But Hikind told Haaretz he didn't have much faith in the initiative. “It’s not going to do anything, it’s paper dressing,” he said. “We’re not having an honest conversation.”
Lauter, he said, “will do what is politically required for a mayor that is more progressive than anyone else running for president.”
De Blasio dropped out of the 2020 presidential race on Friday and had taken much heat for dividing his time between New York and the campaign trail in recent months.
“I came here because I’m outraged,” said protester Emily Adler, who has lived in New York for over 30 years. “I’m here to stand in solidarity with the people who have experienced violence and who feel afraid to walk around in New York City.”

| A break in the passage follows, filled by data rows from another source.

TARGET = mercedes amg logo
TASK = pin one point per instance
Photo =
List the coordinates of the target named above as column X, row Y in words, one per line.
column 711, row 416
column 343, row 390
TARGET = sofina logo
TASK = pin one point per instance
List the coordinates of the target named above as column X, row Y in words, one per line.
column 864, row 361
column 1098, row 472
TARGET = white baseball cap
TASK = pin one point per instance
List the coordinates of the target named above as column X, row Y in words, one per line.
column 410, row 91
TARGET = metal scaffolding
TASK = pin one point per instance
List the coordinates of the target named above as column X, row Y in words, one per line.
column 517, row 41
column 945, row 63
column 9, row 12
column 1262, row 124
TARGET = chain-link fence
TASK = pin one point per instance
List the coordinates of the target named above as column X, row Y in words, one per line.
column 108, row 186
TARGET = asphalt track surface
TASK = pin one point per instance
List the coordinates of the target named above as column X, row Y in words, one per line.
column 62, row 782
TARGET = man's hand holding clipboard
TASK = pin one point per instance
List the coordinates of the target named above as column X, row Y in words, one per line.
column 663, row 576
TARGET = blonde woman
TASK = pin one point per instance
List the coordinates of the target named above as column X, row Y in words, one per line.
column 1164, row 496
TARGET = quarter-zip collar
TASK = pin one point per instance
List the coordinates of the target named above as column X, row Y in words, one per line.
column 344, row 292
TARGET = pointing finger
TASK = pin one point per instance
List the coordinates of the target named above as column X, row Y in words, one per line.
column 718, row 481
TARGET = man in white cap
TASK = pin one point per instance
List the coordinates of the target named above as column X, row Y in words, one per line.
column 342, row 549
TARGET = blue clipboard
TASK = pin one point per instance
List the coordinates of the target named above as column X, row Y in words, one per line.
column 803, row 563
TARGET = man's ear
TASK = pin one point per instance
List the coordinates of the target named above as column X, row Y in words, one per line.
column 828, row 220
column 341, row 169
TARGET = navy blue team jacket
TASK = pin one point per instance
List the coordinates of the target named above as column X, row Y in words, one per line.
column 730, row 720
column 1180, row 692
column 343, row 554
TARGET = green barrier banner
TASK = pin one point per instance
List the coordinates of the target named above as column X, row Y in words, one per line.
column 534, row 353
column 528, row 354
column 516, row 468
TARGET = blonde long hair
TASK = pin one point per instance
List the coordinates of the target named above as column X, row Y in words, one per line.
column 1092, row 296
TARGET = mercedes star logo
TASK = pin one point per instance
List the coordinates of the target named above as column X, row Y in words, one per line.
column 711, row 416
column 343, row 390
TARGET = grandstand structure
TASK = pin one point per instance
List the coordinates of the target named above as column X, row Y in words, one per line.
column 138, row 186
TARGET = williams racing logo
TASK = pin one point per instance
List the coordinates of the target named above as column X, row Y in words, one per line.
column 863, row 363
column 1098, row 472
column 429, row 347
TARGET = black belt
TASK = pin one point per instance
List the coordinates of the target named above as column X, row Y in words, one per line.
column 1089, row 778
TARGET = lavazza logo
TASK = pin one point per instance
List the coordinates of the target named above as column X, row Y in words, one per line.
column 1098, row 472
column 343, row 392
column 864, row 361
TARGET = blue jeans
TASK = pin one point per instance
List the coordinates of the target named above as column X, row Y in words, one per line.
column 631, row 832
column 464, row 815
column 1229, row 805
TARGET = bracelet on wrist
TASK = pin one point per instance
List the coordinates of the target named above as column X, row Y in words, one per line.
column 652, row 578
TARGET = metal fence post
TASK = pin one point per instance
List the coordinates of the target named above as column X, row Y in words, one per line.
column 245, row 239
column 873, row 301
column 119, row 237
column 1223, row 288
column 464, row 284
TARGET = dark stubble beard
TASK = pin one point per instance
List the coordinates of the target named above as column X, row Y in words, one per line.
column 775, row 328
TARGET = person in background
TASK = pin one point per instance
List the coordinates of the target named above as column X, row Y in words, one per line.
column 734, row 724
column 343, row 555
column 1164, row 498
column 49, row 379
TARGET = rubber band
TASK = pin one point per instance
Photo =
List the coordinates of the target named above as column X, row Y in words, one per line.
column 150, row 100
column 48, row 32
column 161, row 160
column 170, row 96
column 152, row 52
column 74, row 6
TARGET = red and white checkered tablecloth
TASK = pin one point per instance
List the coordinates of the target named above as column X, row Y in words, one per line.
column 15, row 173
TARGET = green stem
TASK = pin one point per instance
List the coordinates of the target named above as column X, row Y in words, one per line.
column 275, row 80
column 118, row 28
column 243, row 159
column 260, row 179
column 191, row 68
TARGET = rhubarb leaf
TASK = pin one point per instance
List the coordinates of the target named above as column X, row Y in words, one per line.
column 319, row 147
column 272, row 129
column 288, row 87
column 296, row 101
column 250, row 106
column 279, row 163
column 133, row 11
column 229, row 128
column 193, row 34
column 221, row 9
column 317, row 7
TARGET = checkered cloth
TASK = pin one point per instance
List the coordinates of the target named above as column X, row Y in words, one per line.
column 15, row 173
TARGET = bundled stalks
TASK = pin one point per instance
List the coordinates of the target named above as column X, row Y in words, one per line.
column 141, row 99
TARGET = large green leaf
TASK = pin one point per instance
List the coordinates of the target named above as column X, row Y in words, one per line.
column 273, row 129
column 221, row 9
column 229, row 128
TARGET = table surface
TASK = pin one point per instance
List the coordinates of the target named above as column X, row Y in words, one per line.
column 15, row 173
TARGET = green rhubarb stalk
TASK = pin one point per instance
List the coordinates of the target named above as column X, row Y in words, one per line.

Adler added that she is hurt by the recent spike in anti-Semitic hate crimes and wants to “do something about it.” “I don’t want to be silent,” she said.
Sunday’s event, organized by groups including Hikind’s new Americans Against Anti-Semitism and the Zionist Organization of America, comes just days after an Orthodox Jewish man was violently assaulted and robbed in the Bedford-Stuyvesant section of Brooklyn.
In an incident caught on street surveillance video, the victim, reportedly 24 years old, was walking around 9:30 P.M. on Tuesday when four men ambushed and beat him.
The attack is not being investigated as a bias incident
Earlier this month, at least three violent attacks against Orthodox Jewish men were also recorded in Brooklyn.